It’s alive… ALIVE!

Mar 12, 2004

It’s alive… ALIVE!
Not really, but it does learn.

Over the past few days I have been working moderately in getting my Go5 learning element up and working, and today I confidently exclaim success (Javadocs found here). The learning engine is based on the Specialization/Generalization (candidate elimination) algorithm. Essentially, it learns by observing positive and negative examples and inferring from them the information that is important for classifying similar examples in the future. I won’t go into the implementation of the algorithm itself at this time (I defer that until the paper is completed), however I will give an example of how it works.

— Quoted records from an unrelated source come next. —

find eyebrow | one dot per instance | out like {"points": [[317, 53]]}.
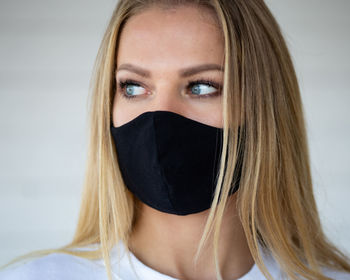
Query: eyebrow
{"points": [[185, 72]]}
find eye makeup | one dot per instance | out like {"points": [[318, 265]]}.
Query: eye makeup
{"points": [[124, 83]]}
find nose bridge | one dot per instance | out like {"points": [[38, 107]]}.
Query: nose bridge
{"points": [[168, 98]]}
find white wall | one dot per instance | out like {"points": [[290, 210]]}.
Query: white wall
{"points": [[47, 49]]}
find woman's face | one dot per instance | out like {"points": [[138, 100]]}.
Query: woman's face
{"points": [[170, 60]]}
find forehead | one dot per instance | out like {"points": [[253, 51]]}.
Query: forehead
{"points": [[185, 34]]}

Envision a scenario where I go to my local comic shop searching for any Cerebus books in near mint condition only. This shop is run entirely by robots that use the candidate elimination algorithm to help customers find what they are looking for. All comics at the shop have the following attributes: Title, Number, Price, Format, Condition, and of course its desirability. In order for the clerk robot to figure out what I’m looking for using the candidate elimination algorithm, it needs to juggle two sets, G and S. G refers to the most general search criteria, while S refers to the most refined. Using the CE algorithm, the learning element is considered to have figured out what I’m looking for when S and G are the same.

Starting off with the comic [Cerebus, 100, \$5, TPB, NM] which I accept as desirable: ``` Generalization initialized to [[?v, ?v, ?v, ?v, ?v]] Specialization initialized to [[Cerebus, 100, \$5, TPB, NM]]```

As you can see, G is filled entirely with variables and means that based on it, I am looking for anything. S on the other hand is set to the example itself, which means that I may be looking only for this precise comic.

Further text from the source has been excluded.